Detroit limited Los Angeles to just 40 percent shooting and 75 points, numbers that might seem surprising until put into the context of what the Pistons have done throughout these playoffs. They stifled teams defensively all season, and only turned up the pressure in these playoffs. That is what they do. That is how they win.
"They play a different style of defense," said Kobe Bryant, who made 10 of 27 shots and scored 25 points in the opener. "They show off pick-and-rolls when I come off down screens. They make sure to chase and corral me with either the opposite guard or opposite forward."
There aren't many Lakers' players or coaches who think guard Gary Payton and forward Karl Malone will struggle again like they did in Game 1 (seven points, 3 of 13 shooting combined). Then again, there weren't many Pistons players or coaches who think leading scorer Richard Hamilton figures to shoot a woeful 5 of 16 and score just 12 points throughout the series, either.
"I've watched them play and I don't think that was a typical Laker game," said Detroit Coach Larry Brown, who coached the Sixers in that 2001 series.
"I don't know how many times in Payton's career or Karl Malone's career they are going to have a game like that, where they really weren't involved a lot. I don't know how many times they are going to score 75 points at home in a playoff game.
"But I thought we played pretty good. We shot 47 percent. We rebounded the ball effectively and we had four turnovers in the second half. We had a contribution from a lot of people. In my eyes, we played pretty darn good. I won't dispute Shaq's assessment of the way their team played. That's not a typical Laker game."
Said a confident Bryant, "We made some adjustments, and I think we'll do better."
One of those adjustments will be adhering more to the spacing and passing principles of Jackson's triangle offense. With Detroit not willing to double team on the ball much in the post -- surprisingly against O'Neal -- passing and driving lanes could surface. Los Angeles also plans on pressuring the Pistons more to force turnovers and speed up the tempo of the game.
Detroit dictated the pace by harassing the Lakers in the back court to take time off the 24-second shot clock, which, in turn, limited Los Angeles in its attempt to set up its half-court offense. The Pistons also milked just about every second off the shot clock before they put up shots, a tactic that allowed them to slow down the game and lull the Lakers and their fans to boredom.
"We won because we made shots, which got our defense a chance to set up and that maybe impacted the Lakers a little bit," Brown said.

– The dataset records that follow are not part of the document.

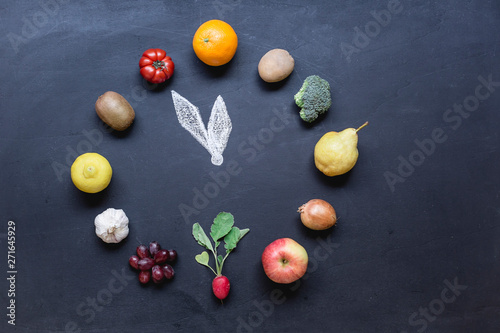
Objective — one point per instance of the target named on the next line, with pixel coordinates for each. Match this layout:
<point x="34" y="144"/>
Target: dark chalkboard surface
<point x="416" y="247"/>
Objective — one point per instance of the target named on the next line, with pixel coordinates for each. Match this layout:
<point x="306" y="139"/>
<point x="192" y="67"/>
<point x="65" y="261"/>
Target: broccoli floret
<point x="313" y="98"/>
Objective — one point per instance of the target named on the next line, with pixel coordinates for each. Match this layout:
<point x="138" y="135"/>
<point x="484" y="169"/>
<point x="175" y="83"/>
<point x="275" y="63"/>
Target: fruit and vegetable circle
<point x="250" y="166"/>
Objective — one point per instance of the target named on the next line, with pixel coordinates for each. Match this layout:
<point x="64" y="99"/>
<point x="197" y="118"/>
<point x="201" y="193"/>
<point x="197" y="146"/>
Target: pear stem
<point x="360" y="127"/>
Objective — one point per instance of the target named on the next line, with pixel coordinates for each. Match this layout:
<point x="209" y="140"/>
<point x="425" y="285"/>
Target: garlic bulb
<point x="111" y="225"/>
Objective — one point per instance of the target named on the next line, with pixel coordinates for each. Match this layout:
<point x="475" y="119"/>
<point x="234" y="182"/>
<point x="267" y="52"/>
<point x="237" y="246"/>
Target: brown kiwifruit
<point x="114" y="110"/>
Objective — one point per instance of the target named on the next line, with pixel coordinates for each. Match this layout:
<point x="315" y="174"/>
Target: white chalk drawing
<point x="214" y="138"/>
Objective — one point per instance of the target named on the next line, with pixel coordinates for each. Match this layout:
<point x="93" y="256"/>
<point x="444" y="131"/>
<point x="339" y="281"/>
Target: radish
<point x="221" y="286"/>
<point x="222" y="229"/>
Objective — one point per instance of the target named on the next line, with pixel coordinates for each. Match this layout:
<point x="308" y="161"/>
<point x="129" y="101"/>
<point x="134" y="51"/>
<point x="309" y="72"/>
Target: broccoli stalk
<point x="313" y="98"/>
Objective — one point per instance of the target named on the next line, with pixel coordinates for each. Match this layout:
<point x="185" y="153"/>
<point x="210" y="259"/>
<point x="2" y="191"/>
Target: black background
<point x="391" y="251"/>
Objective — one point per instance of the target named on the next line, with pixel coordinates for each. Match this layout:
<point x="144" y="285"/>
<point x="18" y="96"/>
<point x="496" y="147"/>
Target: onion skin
<point x="317" y="214"/>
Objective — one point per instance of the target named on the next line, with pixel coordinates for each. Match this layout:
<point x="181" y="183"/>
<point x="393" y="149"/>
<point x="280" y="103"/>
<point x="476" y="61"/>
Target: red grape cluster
<point x="152" y="263"/>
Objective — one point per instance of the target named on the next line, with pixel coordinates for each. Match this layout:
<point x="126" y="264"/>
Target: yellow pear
<point x="337" y="152"/>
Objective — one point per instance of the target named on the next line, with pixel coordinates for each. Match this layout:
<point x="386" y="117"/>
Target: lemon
<point x="91" y="172"/>
<point x="337" y="152"/>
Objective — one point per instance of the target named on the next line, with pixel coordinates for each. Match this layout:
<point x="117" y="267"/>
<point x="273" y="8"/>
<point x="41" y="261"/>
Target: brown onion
<point x="317" y="214"/>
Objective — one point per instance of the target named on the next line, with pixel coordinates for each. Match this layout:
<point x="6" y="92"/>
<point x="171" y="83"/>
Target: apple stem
<point x="360" y="127"/>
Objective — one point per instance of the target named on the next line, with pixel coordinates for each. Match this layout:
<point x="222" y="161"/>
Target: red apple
<point x="284" y="260"/>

Tactical changes won't mean much if the Lakers aren't able to bounce back mentally, like they have before.
"This is a team that I've -- a lot of people have -- wondered what team is going to show up," Jackson said. "I was not surprised by [Sunday] night's game. I wasn't happy with it and we'd like to have a better effort but this is a team that grows in its ability as a series goes on and it understands the territory."